Interesting, the architecture looks greatly simplified compared to even standard RISC (As opposed to lets say x86). Due to that simplification it will be power efficient while being inherently highly parallel.
Would be interesting to find out:
1. How high that degree of parallelism can be pushed, are we talking about tens or hundreds of pipelines?
2. What frequency this will operate at?
3. What is up with RAM? I saw nothing about memory, with lots of pipelines it is bound to be memory bound.
Hi, I'm the author of that intro.

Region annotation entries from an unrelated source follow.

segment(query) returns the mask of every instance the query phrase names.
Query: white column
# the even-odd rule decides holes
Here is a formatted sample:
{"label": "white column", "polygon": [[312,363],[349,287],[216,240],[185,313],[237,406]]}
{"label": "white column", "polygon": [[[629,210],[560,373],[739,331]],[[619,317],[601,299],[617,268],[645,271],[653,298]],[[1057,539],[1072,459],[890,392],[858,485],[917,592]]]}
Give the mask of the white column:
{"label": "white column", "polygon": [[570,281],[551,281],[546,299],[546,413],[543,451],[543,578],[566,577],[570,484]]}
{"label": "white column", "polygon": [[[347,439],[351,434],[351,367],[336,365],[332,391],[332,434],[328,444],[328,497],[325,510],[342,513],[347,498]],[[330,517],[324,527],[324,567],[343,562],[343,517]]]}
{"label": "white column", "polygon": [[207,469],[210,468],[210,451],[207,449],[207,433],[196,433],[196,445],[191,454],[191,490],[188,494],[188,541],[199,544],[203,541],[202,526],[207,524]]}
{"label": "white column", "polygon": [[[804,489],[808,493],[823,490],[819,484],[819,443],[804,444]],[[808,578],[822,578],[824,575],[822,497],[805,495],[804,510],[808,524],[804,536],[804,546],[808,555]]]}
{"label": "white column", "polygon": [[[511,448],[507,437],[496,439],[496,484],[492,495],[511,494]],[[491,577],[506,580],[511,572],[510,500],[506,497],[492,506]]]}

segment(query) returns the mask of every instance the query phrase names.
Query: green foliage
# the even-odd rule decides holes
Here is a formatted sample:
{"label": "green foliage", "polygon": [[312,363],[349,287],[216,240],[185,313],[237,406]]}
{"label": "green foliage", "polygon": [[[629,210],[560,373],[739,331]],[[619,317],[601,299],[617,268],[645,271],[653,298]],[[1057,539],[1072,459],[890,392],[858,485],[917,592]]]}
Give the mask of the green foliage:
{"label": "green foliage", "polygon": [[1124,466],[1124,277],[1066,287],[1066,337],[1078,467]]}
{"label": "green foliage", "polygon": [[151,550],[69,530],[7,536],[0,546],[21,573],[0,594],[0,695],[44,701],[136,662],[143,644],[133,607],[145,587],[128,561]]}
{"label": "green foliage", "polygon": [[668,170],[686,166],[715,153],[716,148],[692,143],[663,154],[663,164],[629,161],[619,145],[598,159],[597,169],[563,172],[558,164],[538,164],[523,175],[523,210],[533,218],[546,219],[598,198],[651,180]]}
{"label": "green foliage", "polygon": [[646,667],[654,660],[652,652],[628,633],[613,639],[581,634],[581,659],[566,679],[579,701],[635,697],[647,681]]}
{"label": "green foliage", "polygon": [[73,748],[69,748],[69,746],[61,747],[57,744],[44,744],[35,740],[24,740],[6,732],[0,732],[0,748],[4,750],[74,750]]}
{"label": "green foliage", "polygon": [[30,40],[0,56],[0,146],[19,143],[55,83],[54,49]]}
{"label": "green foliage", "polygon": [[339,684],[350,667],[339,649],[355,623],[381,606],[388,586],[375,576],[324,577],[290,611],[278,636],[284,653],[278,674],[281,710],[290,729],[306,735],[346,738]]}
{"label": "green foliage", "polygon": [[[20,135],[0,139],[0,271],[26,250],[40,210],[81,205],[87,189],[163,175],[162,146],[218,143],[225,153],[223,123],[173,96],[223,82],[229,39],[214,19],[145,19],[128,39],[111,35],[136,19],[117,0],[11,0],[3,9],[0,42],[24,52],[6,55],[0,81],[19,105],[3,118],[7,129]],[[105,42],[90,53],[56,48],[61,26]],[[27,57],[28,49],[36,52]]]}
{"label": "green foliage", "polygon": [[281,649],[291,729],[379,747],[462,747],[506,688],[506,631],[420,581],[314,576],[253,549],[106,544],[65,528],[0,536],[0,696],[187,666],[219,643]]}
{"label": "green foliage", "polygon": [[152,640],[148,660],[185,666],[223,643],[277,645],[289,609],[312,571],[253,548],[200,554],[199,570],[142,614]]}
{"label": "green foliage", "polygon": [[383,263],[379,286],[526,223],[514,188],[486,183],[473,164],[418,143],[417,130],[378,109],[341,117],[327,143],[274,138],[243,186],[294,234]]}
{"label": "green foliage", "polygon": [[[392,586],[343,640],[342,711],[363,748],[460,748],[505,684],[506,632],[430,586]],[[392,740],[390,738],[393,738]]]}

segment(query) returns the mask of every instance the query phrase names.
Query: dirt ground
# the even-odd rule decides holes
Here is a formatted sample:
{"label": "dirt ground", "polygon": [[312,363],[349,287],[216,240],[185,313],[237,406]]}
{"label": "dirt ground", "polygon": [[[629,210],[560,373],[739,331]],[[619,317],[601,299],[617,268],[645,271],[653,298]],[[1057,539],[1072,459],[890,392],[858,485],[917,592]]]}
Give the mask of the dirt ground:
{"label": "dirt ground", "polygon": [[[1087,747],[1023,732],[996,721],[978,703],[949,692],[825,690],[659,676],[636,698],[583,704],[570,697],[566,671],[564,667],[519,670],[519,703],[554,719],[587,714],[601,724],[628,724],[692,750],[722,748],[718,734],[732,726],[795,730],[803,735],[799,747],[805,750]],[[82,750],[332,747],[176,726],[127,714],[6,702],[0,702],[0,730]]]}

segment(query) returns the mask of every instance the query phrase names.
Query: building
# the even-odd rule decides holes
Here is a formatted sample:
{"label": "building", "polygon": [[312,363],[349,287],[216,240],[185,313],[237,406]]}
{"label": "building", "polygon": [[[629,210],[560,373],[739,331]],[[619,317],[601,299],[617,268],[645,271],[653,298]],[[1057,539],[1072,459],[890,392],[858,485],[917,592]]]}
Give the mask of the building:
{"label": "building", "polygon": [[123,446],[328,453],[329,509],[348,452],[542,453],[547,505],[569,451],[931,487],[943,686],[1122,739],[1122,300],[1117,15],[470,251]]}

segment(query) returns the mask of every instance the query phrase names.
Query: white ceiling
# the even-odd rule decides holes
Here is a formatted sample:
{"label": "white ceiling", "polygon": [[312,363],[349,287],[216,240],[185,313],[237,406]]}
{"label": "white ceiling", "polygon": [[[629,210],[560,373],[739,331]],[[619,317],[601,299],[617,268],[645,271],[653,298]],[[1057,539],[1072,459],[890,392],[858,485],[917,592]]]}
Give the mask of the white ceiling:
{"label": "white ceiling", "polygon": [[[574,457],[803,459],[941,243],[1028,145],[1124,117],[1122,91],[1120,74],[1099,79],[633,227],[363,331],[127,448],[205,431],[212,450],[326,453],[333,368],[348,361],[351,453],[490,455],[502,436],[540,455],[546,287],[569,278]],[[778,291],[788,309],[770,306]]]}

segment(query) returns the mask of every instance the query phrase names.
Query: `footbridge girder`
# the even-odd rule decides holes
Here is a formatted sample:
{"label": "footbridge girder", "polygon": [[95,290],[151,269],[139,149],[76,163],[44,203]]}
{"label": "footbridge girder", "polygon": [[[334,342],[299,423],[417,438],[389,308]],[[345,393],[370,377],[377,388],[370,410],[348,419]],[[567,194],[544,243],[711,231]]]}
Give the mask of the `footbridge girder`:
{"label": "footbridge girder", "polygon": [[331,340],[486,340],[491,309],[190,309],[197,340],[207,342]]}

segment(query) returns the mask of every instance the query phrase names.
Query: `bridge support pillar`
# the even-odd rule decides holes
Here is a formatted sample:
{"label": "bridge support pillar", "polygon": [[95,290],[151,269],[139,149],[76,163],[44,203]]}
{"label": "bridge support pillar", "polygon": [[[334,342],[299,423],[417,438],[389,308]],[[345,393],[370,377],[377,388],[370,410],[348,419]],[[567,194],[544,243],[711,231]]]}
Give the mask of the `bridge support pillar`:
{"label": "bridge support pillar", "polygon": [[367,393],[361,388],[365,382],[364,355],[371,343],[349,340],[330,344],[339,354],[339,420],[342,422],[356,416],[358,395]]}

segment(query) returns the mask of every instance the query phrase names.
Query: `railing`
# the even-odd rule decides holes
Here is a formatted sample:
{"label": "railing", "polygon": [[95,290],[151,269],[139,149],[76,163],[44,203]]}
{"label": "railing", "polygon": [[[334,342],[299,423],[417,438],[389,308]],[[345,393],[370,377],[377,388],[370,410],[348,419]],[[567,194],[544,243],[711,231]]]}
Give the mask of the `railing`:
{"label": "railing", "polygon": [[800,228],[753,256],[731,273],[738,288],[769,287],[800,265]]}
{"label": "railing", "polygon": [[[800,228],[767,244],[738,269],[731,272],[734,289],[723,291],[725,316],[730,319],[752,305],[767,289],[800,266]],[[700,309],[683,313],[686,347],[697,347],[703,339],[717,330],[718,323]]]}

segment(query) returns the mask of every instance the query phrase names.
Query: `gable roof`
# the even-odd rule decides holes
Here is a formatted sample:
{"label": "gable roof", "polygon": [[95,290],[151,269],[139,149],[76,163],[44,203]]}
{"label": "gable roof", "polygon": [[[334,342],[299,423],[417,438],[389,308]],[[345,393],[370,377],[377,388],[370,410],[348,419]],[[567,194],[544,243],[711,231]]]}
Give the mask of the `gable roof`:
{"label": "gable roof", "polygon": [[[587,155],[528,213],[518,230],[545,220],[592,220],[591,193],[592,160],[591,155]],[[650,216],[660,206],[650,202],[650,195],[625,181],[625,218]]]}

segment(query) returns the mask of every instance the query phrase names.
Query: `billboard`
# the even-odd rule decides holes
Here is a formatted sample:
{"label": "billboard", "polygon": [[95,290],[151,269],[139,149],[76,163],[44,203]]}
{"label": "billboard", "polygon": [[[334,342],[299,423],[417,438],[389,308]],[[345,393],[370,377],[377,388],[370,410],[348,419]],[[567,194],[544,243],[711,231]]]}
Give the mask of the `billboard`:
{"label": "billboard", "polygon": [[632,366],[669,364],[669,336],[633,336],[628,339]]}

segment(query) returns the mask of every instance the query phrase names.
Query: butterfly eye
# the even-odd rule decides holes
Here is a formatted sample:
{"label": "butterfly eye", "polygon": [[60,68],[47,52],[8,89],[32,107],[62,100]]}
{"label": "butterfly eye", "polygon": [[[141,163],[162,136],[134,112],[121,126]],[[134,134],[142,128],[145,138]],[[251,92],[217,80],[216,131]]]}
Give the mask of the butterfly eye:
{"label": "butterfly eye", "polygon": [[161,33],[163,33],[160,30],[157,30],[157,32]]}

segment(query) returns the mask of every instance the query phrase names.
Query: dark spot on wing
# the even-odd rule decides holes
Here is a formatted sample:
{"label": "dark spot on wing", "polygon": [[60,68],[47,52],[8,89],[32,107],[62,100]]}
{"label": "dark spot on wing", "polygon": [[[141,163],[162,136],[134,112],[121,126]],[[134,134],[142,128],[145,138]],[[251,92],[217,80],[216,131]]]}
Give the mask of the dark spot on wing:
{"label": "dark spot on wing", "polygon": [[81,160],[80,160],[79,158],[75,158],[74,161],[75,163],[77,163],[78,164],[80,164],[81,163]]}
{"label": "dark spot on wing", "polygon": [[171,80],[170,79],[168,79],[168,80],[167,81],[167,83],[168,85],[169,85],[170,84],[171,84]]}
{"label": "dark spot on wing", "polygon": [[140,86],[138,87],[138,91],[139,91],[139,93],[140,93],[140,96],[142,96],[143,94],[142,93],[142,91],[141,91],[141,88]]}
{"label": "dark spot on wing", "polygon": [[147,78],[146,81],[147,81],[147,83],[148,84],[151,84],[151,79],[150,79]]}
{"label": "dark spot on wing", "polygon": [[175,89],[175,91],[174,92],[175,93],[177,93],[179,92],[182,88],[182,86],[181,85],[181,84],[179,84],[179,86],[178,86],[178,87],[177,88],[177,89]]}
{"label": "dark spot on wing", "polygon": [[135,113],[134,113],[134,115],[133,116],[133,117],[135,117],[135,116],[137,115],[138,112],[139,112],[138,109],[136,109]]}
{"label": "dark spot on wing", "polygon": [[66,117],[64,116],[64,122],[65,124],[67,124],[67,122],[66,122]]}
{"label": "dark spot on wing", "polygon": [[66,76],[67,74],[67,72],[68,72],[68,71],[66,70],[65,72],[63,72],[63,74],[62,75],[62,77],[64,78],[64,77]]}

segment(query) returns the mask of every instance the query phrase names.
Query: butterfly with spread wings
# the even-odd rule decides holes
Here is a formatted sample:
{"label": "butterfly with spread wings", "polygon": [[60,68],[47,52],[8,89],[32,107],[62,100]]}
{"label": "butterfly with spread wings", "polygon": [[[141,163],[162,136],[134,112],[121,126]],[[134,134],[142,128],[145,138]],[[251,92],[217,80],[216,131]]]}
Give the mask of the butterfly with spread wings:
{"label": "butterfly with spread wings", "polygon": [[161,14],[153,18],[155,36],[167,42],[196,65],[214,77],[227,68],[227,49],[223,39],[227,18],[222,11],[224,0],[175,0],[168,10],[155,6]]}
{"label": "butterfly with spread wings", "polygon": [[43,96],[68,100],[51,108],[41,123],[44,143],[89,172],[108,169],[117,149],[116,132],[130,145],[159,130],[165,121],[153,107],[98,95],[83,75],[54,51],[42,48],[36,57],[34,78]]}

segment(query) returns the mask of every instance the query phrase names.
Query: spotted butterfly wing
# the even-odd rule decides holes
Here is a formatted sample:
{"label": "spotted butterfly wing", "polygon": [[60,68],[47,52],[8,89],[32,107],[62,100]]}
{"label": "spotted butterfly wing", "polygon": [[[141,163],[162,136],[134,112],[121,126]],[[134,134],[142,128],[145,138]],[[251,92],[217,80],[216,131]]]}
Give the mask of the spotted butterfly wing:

The talks which Ivan has been giving - there are links in that intro - go into everything in much more detail. But here's a quick overview of your specific questions:
1: we manage to issue 33 operations / sec. This is easily a world record :) The way we do this is covered in the Instruction Encoding talk. We could conceivably push it further, but its diminishing returns. We can have lots of cores too.
2: its process agnostic; the dial goes all the way up to 11
3: the on-chip cache is much quicker than conventional architectures as the TLB is not on the critical path and we typically have ~25% fewer reads on general purpose code due to backless memory and implicit zero. The main memory is conventional memory, though; if your algorithm is zig zagging unpredictably through main memory we can't magic that away
>>: the on-chip cache is much quicker than conventional architectures as the TLB is not on the critical path
I would really like to know your reasoning that the TLB is a major bottleneck in conventional CPUs. CPUs execute a TLB lookup in parallel with the cache, so there is usually no latency except on a TLB miss.
Basic research on in-memory databases suggest eliminating the TLB would improve performance only by about 10%, this certainly isn't a realistic use case and most of the benefits can be obtained simply by using larger pages. So I don't really know where your claims about 25% fewer reads is coming from in relation to simply getting rid of virtual memory.
Right, most modern caches use the virtual address to get the cache index and use the physical address for tag comparisons[1]. Since on x86 the bits needed for the tag are the same between the virtual and physical address the entire L1 lookup can be done in parallel, though for other architectures like ARM you need to finish the TLB step before the tag comparison[2].
But while I think the Mill people are overselling the direct performance benefits here, the single address space lets them do a lot of other things such as backing up all sorts of things to the stack automatically on a function call and handling any page fault that results in the same way that it would be handled if it was the result of a store instruction. And I think they're backless storage concept requires it too.
The reason the TLB is so fast is also that it is fairly small and thus misses fairly often. Moving the TLB so it sits before the DRAM means that you can have a 3-4 cycle TLB with thousands of entries.
33 operations/cycle require memory with (at least) 66 ports: 33 for reads and 33 for writes. Otherwise it is NOOP. For two-operand instructions the count goes to 99=33*3 and for three operand instructions (ternary operator) it goes to 132 ports.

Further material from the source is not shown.